Девушка не сразу сумела заговорить внятно.
– Я все брата отыскать не могу! – кое-как выговорила она наконец. – Они убили его, Клео, я точно знаю, убили!
Клео постаралась увести ее подальше от охранников-лимерийцев, которыми, кажется, кишел каждый закоулок дворца. У них был приказ не спускать глаз с принцессы, чтобы она, чего доброго, не улизнула наружу.
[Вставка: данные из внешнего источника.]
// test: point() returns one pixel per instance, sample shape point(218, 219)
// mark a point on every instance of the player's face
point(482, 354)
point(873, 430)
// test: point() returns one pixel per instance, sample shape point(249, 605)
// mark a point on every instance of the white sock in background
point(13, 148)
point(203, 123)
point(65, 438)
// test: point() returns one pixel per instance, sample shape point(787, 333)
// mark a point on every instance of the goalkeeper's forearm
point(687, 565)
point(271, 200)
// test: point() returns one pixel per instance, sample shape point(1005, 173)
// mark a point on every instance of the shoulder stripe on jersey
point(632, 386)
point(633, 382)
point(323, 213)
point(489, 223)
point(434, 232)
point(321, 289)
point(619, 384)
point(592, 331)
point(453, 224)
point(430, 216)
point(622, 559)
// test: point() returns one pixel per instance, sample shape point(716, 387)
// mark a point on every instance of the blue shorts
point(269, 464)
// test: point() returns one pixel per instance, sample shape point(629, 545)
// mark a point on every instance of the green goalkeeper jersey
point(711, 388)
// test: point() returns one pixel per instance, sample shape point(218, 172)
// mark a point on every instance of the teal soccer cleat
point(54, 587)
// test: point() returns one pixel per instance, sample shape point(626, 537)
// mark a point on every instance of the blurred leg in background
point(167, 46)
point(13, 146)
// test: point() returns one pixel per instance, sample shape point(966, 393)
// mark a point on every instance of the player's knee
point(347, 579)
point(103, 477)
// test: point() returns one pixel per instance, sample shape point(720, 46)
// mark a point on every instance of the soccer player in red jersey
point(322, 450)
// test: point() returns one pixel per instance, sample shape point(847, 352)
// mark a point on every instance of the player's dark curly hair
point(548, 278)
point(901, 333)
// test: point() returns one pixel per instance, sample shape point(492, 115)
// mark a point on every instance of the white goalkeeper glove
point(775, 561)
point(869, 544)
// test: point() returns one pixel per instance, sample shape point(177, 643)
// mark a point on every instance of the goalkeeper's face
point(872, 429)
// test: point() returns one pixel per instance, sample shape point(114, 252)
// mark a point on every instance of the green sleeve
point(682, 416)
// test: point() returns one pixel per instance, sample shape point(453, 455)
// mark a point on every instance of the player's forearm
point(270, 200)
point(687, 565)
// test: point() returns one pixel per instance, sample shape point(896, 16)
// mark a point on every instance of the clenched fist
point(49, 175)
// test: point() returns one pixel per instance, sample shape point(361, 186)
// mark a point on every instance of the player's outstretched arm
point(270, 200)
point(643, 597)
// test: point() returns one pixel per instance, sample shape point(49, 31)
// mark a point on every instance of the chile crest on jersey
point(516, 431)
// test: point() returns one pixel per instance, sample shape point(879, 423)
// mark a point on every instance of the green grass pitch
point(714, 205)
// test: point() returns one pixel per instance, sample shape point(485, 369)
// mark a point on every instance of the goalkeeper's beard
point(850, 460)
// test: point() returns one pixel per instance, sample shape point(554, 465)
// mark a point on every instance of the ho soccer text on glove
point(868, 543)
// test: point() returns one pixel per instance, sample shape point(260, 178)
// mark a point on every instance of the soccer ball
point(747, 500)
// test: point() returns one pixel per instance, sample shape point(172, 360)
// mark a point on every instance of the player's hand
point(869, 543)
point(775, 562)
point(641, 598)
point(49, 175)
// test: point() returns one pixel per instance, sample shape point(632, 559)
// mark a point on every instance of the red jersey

– Живой он, наш Ник, – заверила Клео подругу, отводя ее ладони от мокрого лица.
– Откуда ты знаешь?
– Если бы его убили, Магнус бы мне во всех красках расписал его гибель, чтобы я как следует прочувствовала. Чтобы знала: его убили за то, как он себя повел в Пелсии. – Даже мысль о подобной возможности ранила ее, будто каленое железо. – Магнус знает, что это сломит меня. И уж он не задумываясь рассказал бы мне о его смерти… Пусть мы еще не нашли Ника, Мира, точно говорю тебе: он жив!
Обязан быть жив, добавила она про себя.
Ее слова возымели должное действие. Мира постепенно овладела собой и перестала плакать. Она устало вытерла ладонью глаза, и в ее взгляде зажглись огоньки гнева.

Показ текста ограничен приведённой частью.